Carlsen and Miranda paid tribute to Lisa Garcia Quiroz ’83, M.B.A. ’90, a longtime executive at Time Warner who was also a champion of diversity both at her alma mater and in her workplace. Garcia Quiroz, who was instrumental in organizing the first “America Adelante” conference in 2016, worked tirelessly to mentor and encourage young Latino leaders until her death in March from pancreatic cancer. HKS has established a graduate fellowship in her honor.
“There’s no shortage of ways to do good,” Miranda told his audience, citing the examples of Garcia Quiroz and activists such as the high school students from Parkland, Fla., who have spearheaded the #NeverAgain movement. “I can get as overwhelmed as the next person,” he admitted. “What I try to tell myself is: Don’t think of it as this tidal wave. Think of it as: There’s no shortage of lanes you can go into and do good.” Miranda’s own efforts have included several recent collaborations with other musicians and composers in support of hurricane relief for Puerto Rico and for the movement against gun violence.

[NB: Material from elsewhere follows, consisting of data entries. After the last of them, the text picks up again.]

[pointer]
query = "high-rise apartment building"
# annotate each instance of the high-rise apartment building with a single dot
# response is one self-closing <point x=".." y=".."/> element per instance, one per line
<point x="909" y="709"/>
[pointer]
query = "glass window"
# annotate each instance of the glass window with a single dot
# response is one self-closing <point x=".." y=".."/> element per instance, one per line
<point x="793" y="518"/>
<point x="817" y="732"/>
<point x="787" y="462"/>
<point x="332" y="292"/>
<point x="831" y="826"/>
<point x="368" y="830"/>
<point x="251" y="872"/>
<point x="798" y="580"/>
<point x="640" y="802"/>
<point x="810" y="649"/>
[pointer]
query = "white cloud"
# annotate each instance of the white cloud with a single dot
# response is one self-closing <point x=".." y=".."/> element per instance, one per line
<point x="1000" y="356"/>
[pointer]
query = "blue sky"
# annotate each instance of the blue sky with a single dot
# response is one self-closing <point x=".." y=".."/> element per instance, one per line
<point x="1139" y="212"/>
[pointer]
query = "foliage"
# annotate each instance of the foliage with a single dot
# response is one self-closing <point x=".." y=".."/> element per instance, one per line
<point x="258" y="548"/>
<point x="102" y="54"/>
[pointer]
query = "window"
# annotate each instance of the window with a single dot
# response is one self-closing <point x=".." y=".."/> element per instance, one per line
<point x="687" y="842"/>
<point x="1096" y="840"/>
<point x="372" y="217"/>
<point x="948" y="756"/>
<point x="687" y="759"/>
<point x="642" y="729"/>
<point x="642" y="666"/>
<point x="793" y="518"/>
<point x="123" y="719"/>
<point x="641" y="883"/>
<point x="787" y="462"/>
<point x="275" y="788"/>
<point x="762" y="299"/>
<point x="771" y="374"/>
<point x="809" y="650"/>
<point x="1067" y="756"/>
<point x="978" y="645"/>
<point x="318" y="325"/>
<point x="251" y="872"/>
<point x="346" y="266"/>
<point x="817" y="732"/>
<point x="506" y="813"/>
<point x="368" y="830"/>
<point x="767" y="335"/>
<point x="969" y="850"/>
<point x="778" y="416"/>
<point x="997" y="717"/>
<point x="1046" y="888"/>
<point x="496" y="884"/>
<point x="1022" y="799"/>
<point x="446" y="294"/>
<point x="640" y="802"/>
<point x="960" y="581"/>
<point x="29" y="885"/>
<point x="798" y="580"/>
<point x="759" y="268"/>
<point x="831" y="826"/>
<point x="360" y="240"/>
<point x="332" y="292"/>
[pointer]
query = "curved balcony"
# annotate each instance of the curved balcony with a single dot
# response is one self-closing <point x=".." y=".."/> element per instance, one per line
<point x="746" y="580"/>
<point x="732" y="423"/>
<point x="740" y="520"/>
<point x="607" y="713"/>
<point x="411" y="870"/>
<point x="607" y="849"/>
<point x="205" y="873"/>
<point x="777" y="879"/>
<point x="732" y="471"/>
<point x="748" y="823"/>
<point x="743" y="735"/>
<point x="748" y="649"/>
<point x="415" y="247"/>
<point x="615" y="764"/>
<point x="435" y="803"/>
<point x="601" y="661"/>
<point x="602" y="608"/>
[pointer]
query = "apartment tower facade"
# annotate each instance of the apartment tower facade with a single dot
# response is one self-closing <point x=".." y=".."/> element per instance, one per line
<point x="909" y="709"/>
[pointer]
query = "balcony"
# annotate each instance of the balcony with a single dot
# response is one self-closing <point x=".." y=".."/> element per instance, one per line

“That came out of being inspired by these kids,” Miranda said of “Found Tonight,” his duet with “Dear Evan Hansen” star Ben Platt in support of March for Our Lives on March 24. “We sort of made the Marvel/DC crossover. I asked myself: What’s the thing I can make for them that will put wind in their sails?”
If “Hamilton” is the origin story of American democracy — “It’s how Spider-Man got bit by the bug,” Miranda said with a laugh — his activism on current issues, including voter registration, hurricane relief, and speaking out against gun violence, are part of a chapter in that book.
“What we’re seeing is a huge accumulation of everyday voices,” Miranda said, praising the wave of activism and political engagement from many corners of American society. “The success of ‘Hamilton’ has given me a huge megaphone, and it helps me to think of it as a literal megaphone. I try to use it sparingly, so that what I say will be helpful.”
He closed by urging his audience to support each other and make their voices heard. “Our stories,” he said, “are more necessary than ever.”